In the recent past, the Government of Kenya supported the construction of a roughly €1.1 billion fertilizer plant in Eldoret in the framework of a fertilizer cost reduction strategy aiming at stabilizing fertilizer prices and making fertilizer more accessible through local manufacturing, blending and bulk procurement. Increasing the domestic production of fertilizers should reduce the price of fertilizer, making them more accessible for farmers. Co-authors of this report, employing the STatic Applied General Equilibrium for DEVelopment (STAGE-DEV) Computable General Equilibrium (CGE) model, calibrated on a Social Accounting Matrix Kenya 2014, evaluated the impact on food security of the creation of the fertiliser plant together with three additional policy scenarios (market access, extension and subsidies removal). For the purpose of this study, we developed a macro-micro simulation model, based on the previously developed CGE and policy scenarios and on microsimulations using the Kenya Integrated Household Budged Survey 2015/2016.
This policy scenario also leads to the largest increases in diet energy consumption, with similar distributive results as for the purchasing power impact. Increasing fertilizers’ availability paired with improving crops productivity in agricultural practices (extension scenario) leads to the largest increase in energy consumption, particularly from fats in the diet, among households with low diet diversity. Average protein and carbohydrate consumption at national level increase the most within the market access scenario.

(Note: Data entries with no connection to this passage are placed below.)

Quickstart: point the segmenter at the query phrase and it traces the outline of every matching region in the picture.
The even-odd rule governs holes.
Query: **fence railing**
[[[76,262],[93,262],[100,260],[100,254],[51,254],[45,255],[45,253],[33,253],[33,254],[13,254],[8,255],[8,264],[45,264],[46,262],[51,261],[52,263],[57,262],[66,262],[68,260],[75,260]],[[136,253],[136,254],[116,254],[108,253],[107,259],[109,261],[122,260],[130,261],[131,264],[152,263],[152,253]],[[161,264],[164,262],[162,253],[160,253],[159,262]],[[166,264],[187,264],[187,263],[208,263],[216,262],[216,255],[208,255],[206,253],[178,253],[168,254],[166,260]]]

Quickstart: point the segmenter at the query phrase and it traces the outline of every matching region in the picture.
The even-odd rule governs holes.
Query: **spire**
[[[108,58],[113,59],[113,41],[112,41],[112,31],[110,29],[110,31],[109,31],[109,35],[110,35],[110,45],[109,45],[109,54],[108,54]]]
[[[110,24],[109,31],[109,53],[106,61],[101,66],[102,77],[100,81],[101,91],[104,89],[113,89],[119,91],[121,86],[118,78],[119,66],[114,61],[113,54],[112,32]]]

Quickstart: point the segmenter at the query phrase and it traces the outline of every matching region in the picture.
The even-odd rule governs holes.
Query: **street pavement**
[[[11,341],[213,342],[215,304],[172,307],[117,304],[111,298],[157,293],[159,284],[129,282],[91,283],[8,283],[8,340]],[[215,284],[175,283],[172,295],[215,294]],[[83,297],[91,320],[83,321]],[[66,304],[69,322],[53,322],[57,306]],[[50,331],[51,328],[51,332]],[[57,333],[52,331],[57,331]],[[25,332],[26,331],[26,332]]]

The results confirm the findings of the previous report. Increasing fertilizer availability in Kenya is not enough to improve food security in the country. The contribution of complementary policies, such as increasing the market access for fertilizers and agriculture by improving the rural infrastructure or improving the extension services to train small-holder farmers about fertilizer and land use, that give farmers better access to input and output markets is needed.